New airplane electronics rules stem from ISIS-associated threat
The restrictions are on U.S.-bound flights from certain countries.
-- New aviation security measures restricting electronic devices on flights from certain overseas airports were prompted by new threat intelligence obtained earlier this year indicating that ISIS associates were working on smuggling explosives-laden electronics onto U.S.-bound flights, ABC News has learned.
The U.S. government has deemed the threat information “substantiated” and “credible,” according to one source familiar with the intelligence.
Sources said that the airports – in eight Middle Eastern and African countries – affected by the restrictions were not directly named in the most recent threat intelligence gathered by authorities, but determined through intelligence analysis paired with other government information.

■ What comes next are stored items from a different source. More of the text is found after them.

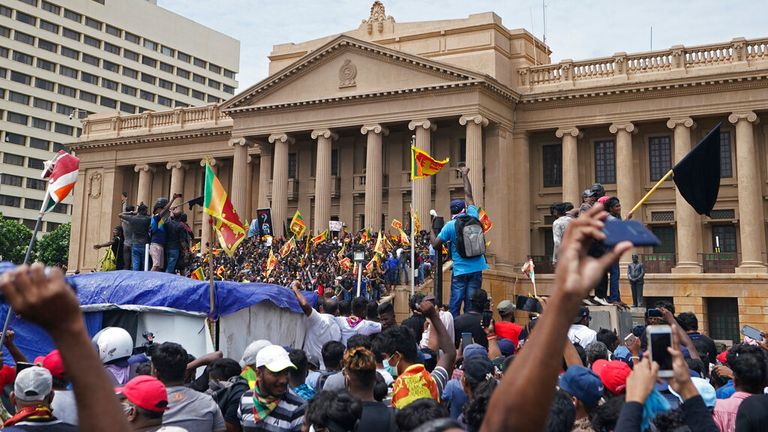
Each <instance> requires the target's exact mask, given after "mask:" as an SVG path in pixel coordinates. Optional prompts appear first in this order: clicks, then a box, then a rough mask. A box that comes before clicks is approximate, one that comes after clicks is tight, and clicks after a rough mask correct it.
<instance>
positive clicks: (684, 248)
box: [667, 117, 701, 273]
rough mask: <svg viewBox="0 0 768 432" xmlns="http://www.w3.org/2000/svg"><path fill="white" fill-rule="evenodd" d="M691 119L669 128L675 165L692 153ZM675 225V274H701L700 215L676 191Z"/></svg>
mask: <svg viewBox="0 0 768 432" xmlns="http://www.w3.org/2000/svg"><path fill="white" fill-rule="evenodd" d="M695 124H696V123H694V121H693V119H692V118H690V117H682V118H673V119H669V120H668V121H667V127H668V128H670V129H673V130H674V136H675V163H677V162H678V161H680V159H682V158H683V157H685V155H686V154H688V152H689V151H691V130H692V129H693V128H694V127H695ZM675 224H676V225H677V226H676V230H677V265H676V266H675V268H674V269H673V271H674V272H675V273H700V272H701V265H699V251H700V250H701V225H700V222H699V215H698V214H696V211H695V210H694V209H693V207H691V205H690V204H688V202H687V201H686V200H685V199H684V198H683V196H682V195H680V192H679V191H675Z"/></svg>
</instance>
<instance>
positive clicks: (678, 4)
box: [158, 0, 768, 90]
mask: <svg viewBox="0 0 768 432" xmlns="http://www.w3.org/2000/svg"><path fill="white" fill-rule="evenodd" d="M372 3H373V1H372V0H337V1H328V0H322V1H306V0H305V1H297V0H282V1H278V0H218V1H211V2H204V1H199V0H159V1H158V4H159V5H160V6H162V7H164V8H166V9H169V10H171V11H174V12H176V13H178V14H180V15H183V16H185V17H187V18H190V19H192V20H194V21H197V22H199V23H201V24H204V25H206V26H208V27H211V28H213V29H215V30H218V31H220V32H222V33H224V34H227V35H229V36H232V37H234V38H236V39H239V40H240V44H241V52H240V74H239V76H238V80H239V81H240V87H239V88H240V89H241V90H242V89H245V88H246V87H248V86H250V85H252V84H254V83H256V82H257V81H259V80H261V79H263V78H265V77H266V76H267V65H268V62H269V60H268V59H267V56H268V55H269V52H270V51H271V50H272V46H273V45H276V44H281V43H288V42H302V41H305V40H310V39H315V38H319V37H323V36H327V35H332V34H336V33H342V32H345V31H348V30H352V29H354V28H357V26H359V25H360V22H361V21H362V20H363V19H365V18H367V17H368V14H369V9H370V6H371V4H372ZM546 4H547V8H546V9H547V14H546V17H547V43H548V45H549V46H550V48H551V49H552V51H553V56H552V57H553V60H554V61H558V60H560V59H564V58H571V59H574V60H576V59H585V58H591V57H603V56H610V55H612V54H613V53H615V52H619V51H624V52H637V51H647V50H648V49H649V48H650V43H651V41H650V28H651V26H653V47H654V49H663V48H668V47H670V46H672V45H678V44H683V45H688V46H691V45H700V44H708V43H716V42H724V41H729V40H731V39H732V38H734V37H746V38H756V37H766V36H768V29H767V28H766V27H765V18H764V17H765V16H768V2H762V1H761V2H736V1H731V0H727V1H723V0H698V1H692V0H686V1H683V0H674V1H671V0H644V1H632V0H580V1H573V0H546ZM384 5H385V6H386V8H387V14H389V15H392V16H393V17H394V18H395V20H396V21H398V22H413V21H429V20H438V19H452V18H454V19H455V18H463V17H466V16H468V15H470V14H472V13H478V12H487V11H493V12H496V14H498V15H499V16H501V17H502V19H503V21H504V25H505V26H507V27H508V28H520V27H523V28H526V29H528V30H529V31H533V32H534V33H535V34H536V35H537V36H538V37H540V38H541V35H542V3H541V1H540V0H514V1H513V0H506V1H503V2H500V1H493V0H473V1H466V0H443V1H434V0H430V1H414V0H384Z"/></svg>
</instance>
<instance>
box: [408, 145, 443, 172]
mask: <svg viewBox="0 0 768 432" xmlns="http://www.w3.org/2000/svg"><path fill="white" fill-rule="evenodd" d="M449 160H450V158H445V160H441V161H439V160H435V159H433V158H432V156H430V155H429V154H428V153H427V152H425V151H423V150H419V149H418V148H416V147H415V146H411V179H420V178H425V177H429V176H433V175H435V174H437V172H438V171H440V170H441V169H443V167H444V166H445V165H446V164H448V161H449Z"/></svg>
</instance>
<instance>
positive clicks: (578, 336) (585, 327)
mask: <svg viewBox="0 0 768 432" xmlns="http://www.w3.org/2000/svg"><path fill="white" fill-rule="evenodd" d="M568 340H570V341H571V343H577V344H579V345H581V347H582V348H586V347H587V345H589V344H591V343H592V342H594V341H595V340H597V332H596V331H594V330H592V329H591V328H589V327H587V326H585V325H582V324H573V325H571V328H569V329H568Z"/></svg>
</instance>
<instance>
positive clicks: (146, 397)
mask: <svg viewBox="0 0 768 432" xmlns="http://www.w3.org/2000/svg"><path fill="white" fill-rule="evenodd" d="M115 393H117V394H121V395H123V396H125V398H126V399H128V400H129V401H130V402H131V403H133V404H134V405H136V406H137V407H139V408H143V409H145V410H147V411H152V412H163V411H165V410H167V409H168V392H167V391H166V390H165V385H164V384H163V383H162V382H160V380H159V379H157V378H155V377H152V376H149V375H139V376H137V377H136V378H134V379H132V380H130V381H128V383H127V384H126V385H124V386H122V387H120V388H116V389H115Z"/></svg>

The Department of Homeland Security banned all electronics bigger than a cellphone from the cabins of some direct flights to the United States from 10 airports in eight Muslim-majority countries.
During an interview today, ABC News' Pierre Thomas asked a member of the House Intelligence Committee about the new DHS measures.
“I’ve spoken a couple times in the last week with the Department of Homeland Security about a new aviation threat," explained Rep. Eric Swalwell, D-California. "We know that our adversaries, terrorist groups in the United States and outside the United States, seek to bring down a U.S.-bound airliner. That’s one of their highest value targets. And we’re doing everything we can right now to prevent that from happening.”